Il corpo del cittadino europeo è stato trovato col volto riverso a terra vicino al ponte Futaleufu, a quattro chilometri dal luogo del ribaltamento.
La scoperta è stata fatta da un autista della stessa agenzia per cui lavorava Gioia, e nonostatnte i tentativi di rianimare la vittima, l’uomo è arrivato senza vita all’ospedale locale, dove hanno potuto solo constatare il decesso per annegamento.

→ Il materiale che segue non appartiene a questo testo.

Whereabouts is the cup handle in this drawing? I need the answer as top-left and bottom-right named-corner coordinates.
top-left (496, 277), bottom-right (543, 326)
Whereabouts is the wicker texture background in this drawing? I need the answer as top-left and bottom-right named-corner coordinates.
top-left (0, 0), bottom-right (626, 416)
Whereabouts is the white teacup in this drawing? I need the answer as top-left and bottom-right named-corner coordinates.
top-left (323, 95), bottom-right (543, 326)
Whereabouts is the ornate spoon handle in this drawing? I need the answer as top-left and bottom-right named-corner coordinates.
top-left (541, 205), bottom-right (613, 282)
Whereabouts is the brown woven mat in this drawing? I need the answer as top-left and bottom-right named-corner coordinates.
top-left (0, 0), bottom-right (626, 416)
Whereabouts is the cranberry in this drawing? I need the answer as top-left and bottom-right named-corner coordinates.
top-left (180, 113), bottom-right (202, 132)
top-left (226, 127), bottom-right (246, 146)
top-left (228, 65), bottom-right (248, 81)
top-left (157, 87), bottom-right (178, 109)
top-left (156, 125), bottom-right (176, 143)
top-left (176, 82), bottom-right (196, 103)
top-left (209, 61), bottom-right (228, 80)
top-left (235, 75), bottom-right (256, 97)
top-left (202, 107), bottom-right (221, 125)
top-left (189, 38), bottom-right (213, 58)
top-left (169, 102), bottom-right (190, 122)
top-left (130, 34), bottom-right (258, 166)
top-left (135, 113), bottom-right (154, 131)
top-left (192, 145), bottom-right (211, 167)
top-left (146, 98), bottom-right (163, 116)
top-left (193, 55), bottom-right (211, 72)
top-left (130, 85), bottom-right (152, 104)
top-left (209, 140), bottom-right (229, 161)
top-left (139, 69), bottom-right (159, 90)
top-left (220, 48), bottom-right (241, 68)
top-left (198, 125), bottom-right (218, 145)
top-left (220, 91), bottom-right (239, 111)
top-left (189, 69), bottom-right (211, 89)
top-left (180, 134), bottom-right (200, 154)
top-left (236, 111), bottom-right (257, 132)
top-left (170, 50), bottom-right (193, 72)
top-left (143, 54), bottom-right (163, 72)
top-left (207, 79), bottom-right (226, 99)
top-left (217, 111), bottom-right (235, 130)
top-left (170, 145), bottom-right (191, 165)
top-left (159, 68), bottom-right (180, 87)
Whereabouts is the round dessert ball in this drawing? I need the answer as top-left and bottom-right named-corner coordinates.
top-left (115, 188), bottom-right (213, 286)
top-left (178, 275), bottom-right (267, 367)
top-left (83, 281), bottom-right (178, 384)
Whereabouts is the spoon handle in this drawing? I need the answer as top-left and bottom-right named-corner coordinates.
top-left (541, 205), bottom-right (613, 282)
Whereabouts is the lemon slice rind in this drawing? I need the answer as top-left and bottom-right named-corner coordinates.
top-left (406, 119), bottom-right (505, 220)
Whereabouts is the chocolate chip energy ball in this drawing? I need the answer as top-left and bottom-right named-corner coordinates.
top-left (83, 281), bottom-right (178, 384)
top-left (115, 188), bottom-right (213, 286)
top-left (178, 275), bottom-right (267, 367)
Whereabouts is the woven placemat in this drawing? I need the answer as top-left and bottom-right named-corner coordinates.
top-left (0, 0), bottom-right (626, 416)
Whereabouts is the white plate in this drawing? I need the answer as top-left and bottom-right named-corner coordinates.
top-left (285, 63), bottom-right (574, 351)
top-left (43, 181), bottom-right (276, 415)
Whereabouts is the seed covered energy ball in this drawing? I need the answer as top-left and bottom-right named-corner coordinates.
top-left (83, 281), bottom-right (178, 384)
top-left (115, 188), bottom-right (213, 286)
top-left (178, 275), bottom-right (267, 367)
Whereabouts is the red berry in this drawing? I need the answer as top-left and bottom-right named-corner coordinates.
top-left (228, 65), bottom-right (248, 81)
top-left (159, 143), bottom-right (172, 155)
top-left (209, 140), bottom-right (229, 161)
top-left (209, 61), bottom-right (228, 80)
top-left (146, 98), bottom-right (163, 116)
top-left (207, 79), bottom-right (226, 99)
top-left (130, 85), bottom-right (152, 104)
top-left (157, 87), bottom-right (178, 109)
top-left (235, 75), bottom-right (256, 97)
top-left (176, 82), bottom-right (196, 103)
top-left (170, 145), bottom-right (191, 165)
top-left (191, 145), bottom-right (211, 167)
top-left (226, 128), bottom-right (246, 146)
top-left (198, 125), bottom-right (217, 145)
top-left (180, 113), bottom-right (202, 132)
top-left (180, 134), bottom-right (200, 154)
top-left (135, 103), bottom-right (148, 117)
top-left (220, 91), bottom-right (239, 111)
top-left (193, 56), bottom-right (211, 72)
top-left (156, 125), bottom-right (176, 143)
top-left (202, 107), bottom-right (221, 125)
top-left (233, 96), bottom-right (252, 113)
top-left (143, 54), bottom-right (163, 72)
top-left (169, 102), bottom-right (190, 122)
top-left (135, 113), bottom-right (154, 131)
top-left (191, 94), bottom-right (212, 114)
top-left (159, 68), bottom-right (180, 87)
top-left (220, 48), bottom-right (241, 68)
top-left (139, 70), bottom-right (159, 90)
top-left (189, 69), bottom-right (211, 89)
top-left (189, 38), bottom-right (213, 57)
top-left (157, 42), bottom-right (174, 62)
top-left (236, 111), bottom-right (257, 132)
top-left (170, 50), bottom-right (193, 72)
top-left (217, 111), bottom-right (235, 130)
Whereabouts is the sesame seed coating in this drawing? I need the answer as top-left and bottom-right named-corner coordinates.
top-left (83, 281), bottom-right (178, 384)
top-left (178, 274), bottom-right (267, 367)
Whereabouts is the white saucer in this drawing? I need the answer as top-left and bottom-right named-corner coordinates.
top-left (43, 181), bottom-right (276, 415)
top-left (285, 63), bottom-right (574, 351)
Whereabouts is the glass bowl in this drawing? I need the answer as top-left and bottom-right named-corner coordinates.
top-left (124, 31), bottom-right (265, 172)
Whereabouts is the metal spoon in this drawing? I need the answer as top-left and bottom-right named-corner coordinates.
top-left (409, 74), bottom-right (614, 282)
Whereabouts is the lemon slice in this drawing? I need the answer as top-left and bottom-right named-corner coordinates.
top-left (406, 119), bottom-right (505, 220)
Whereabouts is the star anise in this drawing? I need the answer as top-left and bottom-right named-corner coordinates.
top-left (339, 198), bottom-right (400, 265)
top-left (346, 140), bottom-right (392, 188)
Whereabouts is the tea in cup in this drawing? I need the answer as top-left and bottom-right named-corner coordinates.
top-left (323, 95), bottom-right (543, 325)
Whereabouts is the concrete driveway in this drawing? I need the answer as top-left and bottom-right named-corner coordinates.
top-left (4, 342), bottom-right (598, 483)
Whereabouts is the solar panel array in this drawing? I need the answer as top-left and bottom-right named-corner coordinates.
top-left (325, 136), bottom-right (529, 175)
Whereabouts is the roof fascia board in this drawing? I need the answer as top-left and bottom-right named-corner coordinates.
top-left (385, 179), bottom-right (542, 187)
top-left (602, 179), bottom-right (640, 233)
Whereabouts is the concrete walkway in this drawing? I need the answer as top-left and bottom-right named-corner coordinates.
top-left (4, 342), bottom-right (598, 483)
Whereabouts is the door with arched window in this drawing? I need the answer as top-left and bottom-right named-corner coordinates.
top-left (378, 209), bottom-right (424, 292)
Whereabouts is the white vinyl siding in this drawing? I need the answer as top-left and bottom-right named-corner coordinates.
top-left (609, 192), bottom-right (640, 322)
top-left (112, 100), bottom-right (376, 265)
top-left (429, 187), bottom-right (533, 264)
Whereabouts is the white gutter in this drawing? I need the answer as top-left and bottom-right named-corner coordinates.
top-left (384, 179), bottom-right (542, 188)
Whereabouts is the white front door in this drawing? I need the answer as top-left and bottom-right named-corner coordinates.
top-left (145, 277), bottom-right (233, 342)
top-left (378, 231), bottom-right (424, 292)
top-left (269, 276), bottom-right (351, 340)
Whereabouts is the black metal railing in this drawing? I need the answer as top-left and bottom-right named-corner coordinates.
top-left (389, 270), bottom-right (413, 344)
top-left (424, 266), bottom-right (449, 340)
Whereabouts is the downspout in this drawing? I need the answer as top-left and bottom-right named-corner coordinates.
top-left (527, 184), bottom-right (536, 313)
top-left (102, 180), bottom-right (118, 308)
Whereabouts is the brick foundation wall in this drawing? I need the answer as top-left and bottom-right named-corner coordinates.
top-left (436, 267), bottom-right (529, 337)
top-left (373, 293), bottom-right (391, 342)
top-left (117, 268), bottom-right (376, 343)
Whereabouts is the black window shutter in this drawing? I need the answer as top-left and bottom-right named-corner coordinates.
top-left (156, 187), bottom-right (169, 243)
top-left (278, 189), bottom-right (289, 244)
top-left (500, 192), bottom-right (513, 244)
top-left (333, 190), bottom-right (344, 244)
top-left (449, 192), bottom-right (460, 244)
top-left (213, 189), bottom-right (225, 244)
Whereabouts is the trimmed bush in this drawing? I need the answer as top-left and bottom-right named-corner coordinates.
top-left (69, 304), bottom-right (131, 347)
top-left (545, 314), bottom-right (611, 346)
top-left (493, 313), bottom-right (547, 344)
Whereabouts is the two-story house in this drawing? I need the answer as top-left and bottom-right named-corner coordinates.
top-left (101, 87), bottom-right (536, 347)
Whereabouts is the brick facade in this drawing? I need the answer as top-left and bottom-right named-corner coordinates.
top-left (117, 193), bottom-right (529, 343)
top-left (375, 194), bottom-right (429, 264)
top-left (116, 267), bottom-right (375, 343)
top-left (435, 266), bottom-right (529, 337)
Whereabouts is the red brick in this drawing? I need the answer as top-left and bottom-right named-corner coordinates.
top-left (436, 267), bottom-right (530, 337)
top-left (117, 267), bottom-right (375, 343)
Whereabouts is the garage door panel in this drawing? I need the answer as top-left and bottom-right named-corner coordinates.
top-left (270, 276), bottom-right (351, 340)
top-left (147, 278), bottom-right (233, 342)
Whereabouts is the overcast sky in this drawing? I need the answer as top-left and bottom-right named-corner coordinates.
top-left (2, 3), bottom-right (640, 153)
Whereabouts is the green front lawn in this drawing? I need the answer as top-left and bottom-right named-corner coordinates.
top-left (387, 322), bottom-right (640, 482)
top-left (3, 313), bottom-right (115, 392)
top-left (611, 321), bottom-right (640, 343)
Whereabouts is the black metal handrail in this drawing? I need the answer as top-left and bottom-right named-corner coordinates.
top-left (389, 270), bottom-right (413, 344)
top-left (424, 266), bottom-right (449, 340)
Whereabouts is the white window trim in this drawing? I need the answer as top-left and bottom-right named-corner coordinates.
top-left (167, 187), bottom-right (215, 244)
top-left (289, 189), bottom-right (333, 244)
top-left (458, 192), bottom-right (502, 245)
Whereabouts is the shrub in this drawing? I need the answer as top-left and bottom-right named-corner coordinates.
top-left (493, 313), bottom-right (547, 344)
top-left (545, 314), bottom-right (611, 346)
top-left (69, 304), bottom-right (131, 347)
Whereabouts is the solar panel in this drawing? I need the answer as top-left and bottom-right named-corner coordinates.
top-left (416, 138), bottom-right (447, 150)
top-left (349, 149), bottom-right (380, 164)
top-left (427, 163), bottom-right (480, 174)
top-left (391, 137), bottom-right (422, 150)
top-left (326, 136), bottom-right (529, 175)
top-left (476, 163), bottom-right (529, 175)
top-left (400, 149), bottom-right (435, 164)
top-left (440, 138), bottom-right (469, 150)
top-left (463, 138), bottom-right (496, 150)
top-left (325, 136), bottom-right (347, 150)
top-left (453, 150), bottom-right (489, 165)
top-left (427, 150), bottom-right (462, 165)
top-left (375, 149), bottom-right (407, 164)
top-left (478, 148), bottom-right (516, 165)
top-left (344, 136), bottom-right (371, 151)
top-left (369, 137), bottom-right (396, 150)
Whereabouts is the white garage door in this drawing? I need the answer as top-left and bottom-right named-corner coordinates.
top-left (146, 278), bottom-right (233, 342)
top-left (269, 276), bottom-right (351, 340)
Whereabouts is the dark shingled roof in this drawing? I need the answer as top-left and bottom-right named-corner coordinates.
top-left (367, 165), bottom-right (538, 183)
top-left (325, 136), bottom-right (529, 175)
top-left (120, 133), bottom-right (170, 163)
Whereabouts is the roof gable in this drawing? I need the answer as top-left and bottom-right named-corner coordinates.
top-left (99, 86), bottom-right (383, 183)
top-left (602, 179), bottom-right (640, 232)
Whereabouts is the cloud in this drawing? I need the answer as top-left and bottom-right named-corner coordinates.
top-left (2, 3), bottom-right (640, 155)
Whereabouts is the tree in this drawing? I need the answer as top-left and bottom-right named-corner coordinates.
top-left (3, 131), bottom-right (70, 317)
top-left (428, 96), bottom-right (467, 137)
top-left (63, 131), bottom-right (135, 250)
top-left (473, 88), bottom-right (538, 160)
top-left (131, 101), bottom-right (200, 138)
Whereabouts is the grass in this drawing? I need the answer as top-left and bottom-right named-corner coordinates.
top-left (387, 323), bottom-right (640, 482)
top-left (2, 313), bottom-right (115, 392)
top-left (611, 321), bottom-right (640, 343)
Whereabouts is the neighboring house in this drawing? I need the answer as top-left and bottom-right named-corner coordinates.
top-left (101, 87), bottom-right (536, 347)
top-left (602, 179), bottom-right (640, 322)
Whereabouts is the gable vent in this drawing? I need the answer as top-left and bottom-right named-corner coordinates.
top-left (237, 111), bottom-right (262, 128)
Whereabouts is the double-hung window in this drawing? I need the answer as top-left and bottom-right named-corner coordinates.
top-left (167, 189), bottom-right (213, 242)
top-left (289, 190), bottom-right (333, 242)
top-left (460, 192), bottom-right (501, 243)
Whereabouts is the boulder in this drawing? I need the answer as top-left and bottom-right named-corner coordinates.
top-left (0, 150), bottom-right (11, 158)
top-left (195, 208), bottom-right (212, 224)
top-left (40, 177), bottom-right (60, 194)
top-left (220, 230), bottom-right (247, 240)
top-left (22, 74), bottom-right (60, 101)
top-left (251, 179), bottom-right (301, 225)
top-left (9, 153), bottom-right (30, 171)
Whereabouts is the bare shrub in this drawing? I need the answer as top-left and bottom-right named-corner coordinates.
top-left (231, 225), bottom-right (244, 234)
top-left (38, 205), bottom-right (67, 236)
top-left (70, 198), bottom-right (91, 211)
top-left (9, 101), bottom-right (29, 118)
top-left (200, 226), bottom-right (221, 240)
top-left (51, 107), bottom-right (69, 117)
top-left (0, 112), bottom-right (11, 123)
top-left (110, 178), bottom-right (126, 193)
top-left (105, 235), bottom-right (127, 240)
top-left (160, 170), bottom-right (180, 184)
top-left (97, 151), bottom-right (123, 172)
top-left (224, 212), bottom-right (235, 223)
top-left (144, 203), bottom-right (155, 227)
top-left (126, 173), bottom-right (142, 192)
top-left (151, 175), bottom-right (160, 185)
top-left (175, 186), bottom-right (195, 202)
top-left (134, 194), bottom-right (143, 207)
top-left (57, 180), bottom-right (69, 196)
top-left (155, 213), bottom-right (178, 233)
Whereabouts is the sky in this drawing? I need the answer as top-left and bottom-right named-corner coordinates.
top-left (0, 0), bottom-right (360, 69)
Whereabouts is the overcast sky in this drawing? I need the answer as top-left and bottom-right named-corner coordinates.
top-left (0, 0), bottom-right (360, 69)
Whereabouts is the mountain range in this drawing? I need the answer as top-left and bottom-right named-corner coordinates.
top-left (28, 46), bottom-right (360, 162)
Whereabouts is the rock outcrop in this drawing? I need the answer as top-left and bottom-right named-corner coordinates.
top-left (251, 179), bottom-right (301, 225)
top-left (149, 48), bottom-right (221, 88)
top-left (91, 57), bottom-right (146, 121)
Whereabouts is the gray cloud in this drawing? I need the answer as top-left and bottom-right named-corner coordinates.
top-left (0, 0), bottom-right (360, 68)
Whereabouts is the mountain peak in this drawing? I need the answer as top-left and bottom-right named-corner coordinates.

L’incidente è avvenuto presso il punto di maggiore difficoltà del fiume, attorno alle 12,30 di martedi, e subito dopo è stata denunciata la scomparsa dell’uomo.
Le dinamiche sono state denunciate alla Procura di Chaitén, che se ne sta occupando ricercando le informazioni tecniche necessarie per verificare se sussiste qualche tipo di negligenza.
Il corpo sarà inviato a Puerto Montt, e ancora non si sa se sarà cremato o verrà inviato nel paese d’origine.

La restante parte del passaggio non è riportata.